¿Qué hacer para que el tiempo sea nuestro aliado y no nuestro enemigo?
Vivimos arrastrando el pasado o motivados por él. Somos lo que hemos hecho de nosotros, con ayuda de los demás o a pesar de sus influencias. Y por la misma razón podemos moldearnos -mejorarnos- para apreciar cabalmente la vida y disfrutarla en vez de sufrirla. Si somos hijos del pasado, también somos padres del futuro. Porque el futuro empieza en el pasado, y será según lo fecundásemos ayer y según lo cultivemos hoy. La Naturaleza no es democrática, sino expansiva. Los árboles no eligen; ni la lluvia, ni el pájaro; para ellos todo es consecuencia de una genética cósmica, inexorable y determinante. Pero el hombre puede ordenar sus impulsos, razonar su evolución, prevenir el mañana con su conocimiento del ayer.
Uno de los atributos que permiten al hombre ser dichoso es el olvido; sin embargo, olvidamos con facilidad los buenos momentos, y difícilmente los malos; y son estos los que nos determinan y escriben el porvenir. Pero no hay mejor destino que el que la voluntad puede trazarnos; así que debemos olvidar después de haber aprendido del recuerdo; y hacer que el tiempo venidero sea obra de nuestra ingeniería emocional. Cada vivencia es un voto que tenemos en cuenta a la hora de tomar decisiones. Es decir: que lo que llamamos experiencia es la síntesis del aprendizaje del pasado, que nos enseña a construir un futuro mejor. Por eso hay que vivir intensamente, y responsablemente; y por eso el tiempo se detiene para aquel que ha aprendido a gozar el instante. Como en el “Bolero” de Ravel, cada momento debe ser una intensificación del anterior para alcanzar un logro.
Tanto el manriqueño “cualquier tiempo pasado fue mejor” como el “siempre nos quedará parís”, del Humphrey Bogart de “Casablanca”, suponen una visión pesimista de la existencia.

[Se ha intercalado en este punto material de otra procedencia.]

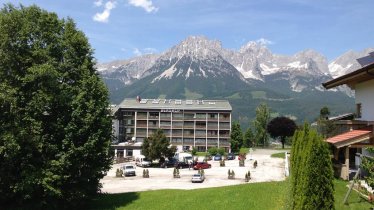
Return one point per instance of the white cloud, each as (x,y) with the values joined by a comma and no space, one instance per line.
(104,16)
(137,52)
(147,5)
(145,51)
(264,41)
(98,3)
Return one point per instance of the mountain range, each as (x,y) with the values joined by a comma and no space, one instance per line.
(199,68)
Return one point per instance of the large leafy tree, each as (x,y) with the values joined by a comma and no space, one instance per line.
(281,127)
(55,128)
(260,123)
(236,137)
(248,138)
(157,146)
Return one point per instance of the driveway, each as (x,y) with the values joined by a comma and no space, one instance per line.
(268,169)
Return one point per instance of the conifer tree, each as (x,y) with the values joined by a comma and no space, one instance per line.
(311,172)
(55,127)
(248,138)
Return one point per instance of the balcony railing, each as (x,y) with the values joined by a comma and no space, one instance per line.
(224,119)
(141,125)
(141,117)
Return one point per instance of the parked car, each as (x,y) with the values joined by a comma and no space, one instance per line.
(202,165)
(129,170)
(169,163)
(142,161)
(230,156)
(217,157)
(197,178)
(182,165)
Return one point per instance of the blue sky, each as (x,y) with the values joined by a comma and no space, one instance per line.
(119,29)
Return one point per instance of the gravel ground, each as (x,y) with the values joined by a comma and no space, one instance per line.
(268,169)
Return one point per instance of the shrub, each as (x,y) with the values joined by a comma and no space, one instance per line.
(312,174)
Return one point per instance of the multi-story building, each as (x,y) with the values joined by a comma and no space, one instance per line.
(187,123)
(357,134)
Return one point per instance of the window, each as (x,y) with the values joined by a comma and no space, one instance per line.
(359,110)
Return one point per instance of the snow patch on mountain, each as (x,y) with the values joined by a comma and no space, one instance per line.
(168,73)
(297,64)
(336,70)
(269,70)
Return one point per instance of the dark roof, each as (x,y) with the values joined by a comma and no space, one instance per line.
(361,75)
(350,137)
(132,103)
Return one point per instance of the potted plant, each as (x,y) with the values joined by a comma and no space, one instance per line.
(119,172)
(231,174)
(176,173)
(247,176)
(241,163)
(145,173)
(222,163)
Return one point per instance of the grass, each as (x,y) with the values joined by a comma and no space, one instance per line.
(355,201)
(244,150)
(201,154)
(278,155)
(266,195)
(247,196)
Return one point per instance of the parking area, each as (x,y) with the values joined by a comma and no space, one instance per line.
(268,169)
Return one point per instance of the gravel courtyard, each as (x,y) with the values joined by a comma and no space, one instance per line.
(268,169)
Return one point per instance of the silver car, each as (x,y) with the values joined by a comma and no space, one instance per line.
(197,178)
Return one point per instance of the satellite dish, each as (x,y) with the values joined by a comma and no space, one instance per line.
(364,61)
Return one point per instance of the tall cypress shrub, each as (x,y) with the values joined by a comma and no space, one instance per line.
(312,174)
(319,187)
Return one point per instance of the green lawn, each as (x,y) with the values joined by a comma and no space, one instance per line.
(278,155)
(262,196)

Porque el presente es la suma emocional de cuanto hemos vivido y la proyección intelectual de lo que viviremos. Y si recogemos solo el dolor de ayer, o su nostalgia, no estamos cultivando alegría para el mañana. Ahora bien: igual que en “La persistencia de la memoria”, de Dalí, los recuerdos se derriten y diluyen: se emborronan y nos muestran una vida solo semejante a la que vivimos, no idéntica; dejan de ser espejo de lo que ocurrió y nos presentan otra realidad; transformación esta que puede enajenarnos si no sabemos leer con transparencia los paisajes del tiempo.
Lo cierto es que todo cuanto existe está sujeto a cambio. La primavera sucede al invierno; la juventud, a la adolescencia; los frutos a las semillas. Todo se transforma, y no siempre para nuestro bien. No podemos evitar las transformaciones físicas de la Naturaleza; pero sí sus repercusiones en nuestra sensibilidad -en nuestra identidad-. Ante esos cambios naturales, que implican transformaciones morales –porque todo lo nuevo entraña miedos y exige la incómoda autocrítica de revisar nuestros principios y conductas-, hay esencialmente dos actitudes: la de quienes temen y la de quienes buscan. La Historia es una lucha, más que un diálogo, entre esos dos criterios -el lector encontrará un buen ejemplo en “Hacedor de estrellas”, de Stapleton-. El progreso se alimenta de la tradición, no de su traición; porque somos evolución, regeneración, invención responsable: de manera que hay que hacer compatible lo nuevo con lo antiguo, desechando lo novedoso y lo caduco. Y tejer con esos hilos de Ariadna sueños realizables.
No hay peor enfermedad que carecer de ilusiones: quien no tiene ilusiones, o no trabaja para hallarlas, está muerto. Hay que abrirse a las nuevas perspectivas que nos ofrece el progreso y beneficiarnos de ellas procurando que la tecnología no entierre los humanismos, de modo que el mundo no solo sea mejor para los que estaban bien y peor para quienes estaban mal. Porque si es verdad que todo lo que adelanta la ciencia no es un progreso para la conciencia, tampoco es falso que el miedo a avanzar implica un retroceso. Y porque una cosa es cierta: el futuro no está en el confort, sino en el bienestar del corazón.